Sekedar catatan, mezzala di era sepak bola modern juga memiliki atribut tambahan kemampuan untuk bertahan. Meski tidak diwajibkan melakukannya, mereka yang berperan sebagai mezzala biasanya juga rajin membantu tim dalam fase bertahan, dengan melakukan pressing kepada lawan dan coba merebut bola dari kakinya.

Contoh mezzala dengan gaya bermain tersebut adalah Radja Nainggolan. Gelandang berdarah Batak Indonesia itu mezzala yang komplet dengan kemampuannya mencetak gol, membuka ruang bagi rekan setim, dan pekerja keras dalam merebutkan bola.

Radja Nainggolan

Saat memperkuat Roma (2014-2018), Nainggolan berada dalam posisi menyerang, Nainggolan biasanya beredar di sekitar area luar kotak penalti untuk melakukan tendangan jarak jauh, dan jika ada kesempatan, melakukan penetrasi untuk menambah kuantitas pemain di dalam kotak penalti lawan.

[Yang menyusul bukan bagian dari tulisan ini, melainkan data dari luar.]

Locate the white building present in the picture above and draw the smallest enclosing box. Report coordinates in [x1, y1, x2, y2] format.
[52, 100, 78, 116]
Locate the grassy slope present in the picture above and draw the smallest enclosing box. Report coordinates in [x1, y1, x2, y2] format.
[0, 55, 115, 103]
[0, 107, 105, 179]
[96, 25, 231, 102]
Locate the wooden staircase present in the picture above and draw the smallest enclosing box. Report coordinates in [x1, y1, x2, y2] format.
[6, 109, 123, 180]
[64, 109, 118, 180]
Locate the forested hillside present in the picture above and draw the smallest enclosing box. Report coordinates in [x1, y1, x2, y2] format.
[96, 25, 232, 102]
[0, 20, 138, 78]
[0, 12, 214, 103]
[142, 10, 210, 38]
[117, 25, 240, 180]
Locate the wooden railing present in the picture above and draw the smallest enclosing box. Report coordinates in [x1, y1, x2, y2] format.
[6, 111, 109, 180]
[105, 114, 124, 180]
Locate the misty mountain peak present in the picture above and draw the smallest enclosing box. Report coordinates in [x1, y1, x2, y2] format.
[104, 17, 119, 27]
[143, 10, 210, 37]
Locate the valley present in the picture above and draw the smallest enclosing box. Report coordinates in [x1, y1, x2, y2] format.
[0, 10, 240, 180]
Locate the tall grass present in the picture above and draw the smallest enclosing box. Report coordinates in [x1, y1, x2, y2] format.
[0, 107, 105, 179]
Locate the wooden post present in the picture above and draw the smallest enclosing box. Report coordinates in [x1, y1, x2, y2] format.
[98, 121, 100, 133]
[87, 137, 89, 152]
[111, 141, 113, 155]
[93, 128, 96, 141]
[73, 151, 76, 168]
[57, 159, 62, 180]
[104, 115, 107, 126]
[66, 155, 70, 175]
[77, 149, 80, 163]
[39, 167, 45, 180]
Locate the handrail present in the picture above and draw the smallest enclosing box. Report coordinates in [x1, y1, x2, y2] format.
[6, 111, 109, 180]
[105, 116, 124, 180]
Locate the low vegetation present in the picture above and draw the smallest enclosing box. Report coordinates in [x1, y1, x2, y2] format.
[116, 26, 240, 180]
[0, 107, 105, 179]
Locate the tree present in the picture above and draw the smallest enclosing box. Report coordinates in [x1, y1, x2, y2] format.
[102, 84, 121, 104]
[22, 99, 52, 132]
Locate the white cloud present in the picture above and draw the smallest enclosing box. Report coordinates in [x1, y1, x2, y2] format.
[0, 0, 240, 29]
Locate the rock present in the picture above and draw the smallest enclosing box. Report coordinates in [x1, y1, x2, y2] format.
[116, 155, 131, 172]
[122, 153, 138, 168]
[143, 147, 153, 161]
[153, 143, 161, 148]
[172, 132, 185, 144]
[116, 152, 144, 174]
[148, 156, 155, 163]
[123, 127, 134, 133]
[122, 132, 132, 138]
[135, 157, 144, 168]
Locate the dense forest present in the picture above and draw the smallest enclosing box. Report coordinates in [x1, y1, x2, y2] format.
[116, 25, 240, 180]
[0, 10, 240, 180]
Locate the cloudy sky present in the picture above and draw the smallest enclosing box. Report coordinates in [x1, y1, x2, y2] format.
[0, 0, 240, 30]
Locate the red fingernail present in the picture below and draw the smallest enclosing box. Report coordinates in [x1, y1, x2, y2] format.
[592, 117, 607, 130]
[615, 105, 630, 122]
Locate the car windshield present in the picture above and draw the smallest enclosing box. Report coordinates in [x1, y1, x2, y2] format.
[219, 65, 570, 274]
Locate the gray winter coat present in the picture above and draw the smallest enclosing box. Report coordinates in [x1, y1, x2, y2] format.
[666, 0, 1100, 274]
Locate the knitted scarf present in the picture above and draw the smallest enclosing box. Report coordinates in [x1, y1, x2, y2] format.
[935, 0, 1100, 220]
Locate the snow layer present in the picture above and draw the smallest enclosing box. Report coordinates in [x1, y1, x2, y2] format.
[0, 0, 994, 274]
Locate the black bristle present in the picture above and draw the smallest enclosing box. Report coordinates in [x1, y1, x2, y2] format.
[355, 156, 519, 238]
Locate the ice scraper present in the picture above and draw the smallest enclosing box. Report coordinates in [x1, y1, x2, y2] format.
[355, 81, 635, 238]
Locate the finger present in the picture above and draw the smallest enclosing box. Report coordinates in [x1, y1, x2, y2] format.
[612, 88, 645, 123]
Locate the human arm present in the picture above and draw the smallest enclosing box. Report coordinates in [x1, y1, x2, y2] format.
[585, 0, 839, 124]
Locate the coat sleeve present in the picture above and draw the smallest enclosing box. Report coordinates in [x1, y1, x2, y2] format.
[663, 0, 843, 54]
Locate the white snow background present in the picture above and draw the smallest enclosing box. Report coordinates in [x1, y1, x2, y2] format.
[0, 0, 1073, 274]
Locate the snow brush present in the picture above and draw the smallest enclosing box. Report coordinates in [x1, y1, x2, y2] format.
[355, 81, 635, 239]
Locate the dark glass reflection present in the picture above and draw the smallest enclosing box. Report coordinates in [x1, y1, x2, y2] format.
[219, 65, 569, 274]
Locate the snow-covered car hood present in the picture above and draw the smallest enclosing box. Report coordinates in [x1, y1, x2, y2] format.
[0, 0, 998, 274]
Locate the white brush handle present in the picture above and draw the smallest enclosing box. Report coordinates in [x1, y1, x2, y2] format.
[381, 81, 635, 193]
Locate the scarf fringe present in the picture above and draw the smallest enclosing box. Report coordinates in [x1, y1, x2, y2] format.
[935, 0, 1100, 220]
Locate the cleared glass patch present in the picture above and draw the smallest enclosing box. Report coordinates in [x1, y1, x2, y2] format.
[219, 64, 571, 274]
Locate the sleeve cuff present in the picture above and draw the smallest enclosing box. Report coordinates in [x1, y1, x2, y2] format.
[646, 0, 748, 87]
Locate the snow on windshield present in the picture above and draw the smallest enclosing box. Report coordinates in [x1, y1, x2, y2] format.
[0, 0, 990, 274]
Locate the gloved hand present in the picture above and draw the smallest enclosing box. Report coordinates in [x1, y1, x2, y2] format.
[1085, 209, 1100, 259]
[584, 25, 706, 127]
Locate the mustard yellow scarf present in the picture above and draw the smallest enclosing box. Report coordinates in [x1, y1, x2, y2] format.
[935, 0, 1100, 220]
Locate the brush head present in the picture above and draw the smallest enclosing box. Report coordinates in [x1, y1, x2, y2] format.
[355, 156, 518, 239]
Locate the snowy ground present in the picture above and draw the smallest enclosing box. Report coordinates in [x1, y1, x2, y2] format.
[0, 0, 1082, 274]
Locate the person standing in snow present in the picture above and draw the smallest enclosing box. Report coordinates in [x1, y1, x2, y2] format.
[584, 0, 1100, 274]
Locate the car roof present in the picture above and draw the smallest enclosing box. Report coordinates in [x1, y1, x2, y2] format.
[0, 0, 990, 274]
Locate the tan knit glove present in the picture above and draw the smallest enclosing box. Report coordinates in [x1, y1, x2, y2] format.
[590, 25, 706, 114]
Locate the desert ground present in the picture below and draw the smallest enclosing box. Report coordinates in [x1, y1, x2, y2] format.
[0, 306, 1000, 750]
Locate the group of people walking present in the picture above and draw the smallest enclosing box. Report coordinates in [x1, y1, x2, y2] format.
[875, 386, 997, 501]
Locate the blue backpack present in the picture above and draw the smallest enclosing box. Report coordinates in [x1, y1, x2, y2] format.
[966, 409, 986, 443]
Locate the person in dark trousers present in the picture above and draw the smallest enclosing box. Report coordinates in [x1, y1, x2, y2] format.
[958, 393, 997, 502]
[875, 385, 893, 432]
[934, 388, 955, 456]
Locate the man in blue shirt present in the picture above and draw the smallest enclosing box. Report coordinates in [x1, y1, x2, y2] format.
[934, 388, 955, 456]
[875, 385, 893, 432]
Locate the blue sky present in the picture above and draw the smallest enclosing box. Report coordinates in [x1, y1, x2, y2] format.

Rekan setim Nainggolan, Lorenzo Pellegrini juga berperan sebagai mezzala yang ofensif. Pellegrini menunjukkan bakat besar di usia muda dengan perannya tersebut. Sepanjang hidupnya, Pellegrini pernah berperan sebagai penyerang tengah, bek tengah, dan berkembang sebagai gelandang ofensif.

Semua peran yang pernah dijalaninya itu memengaruhi perkembangan karier Pellegrini. Ia rajin memberi assist untuk rekan setimnya, tapi juga produktif dalam urusan mencetak gol.

Pellegrini juga sering membangun serangan dari zona yang berada di antara tengah dan sayap, tapi ingat, dia bukan penyerang sayap atau gelandang serang.

Peran yang dijalankannya itu adalah peran mezzala, meski sekilas terlihat sebagai gelandang serang atau winger. Masih kurang puas dengan contoh dari Nainggolan dan Pellegrini? Baiklah, bagaimana dengan Paul Pogba? Ya, siapa yang tidak mengenalnya.

Gelandang dengan banderol 89 juta poundsterling pernah menikmati momentum terbaiknya saat berperan sebagai mezzala.

Bukan di Manchester United, melainkan saat membela Juventus pada periode 2012-2016. Tepatnya, kala Pogba bermain dengan Andrea Pirlo dan Arturo Vidal di lini tengah.

Pembagian tugas mereka sangat jelas. Pirlo berperan sebagai regista dengan tipe deep-lying playmaker, Vidal box to box yang bisa membantu tim bertahan dan juga menyerang dari lini kedua, dan Pogba cukup fokus ke satu hal: bantu lini serang Juventus.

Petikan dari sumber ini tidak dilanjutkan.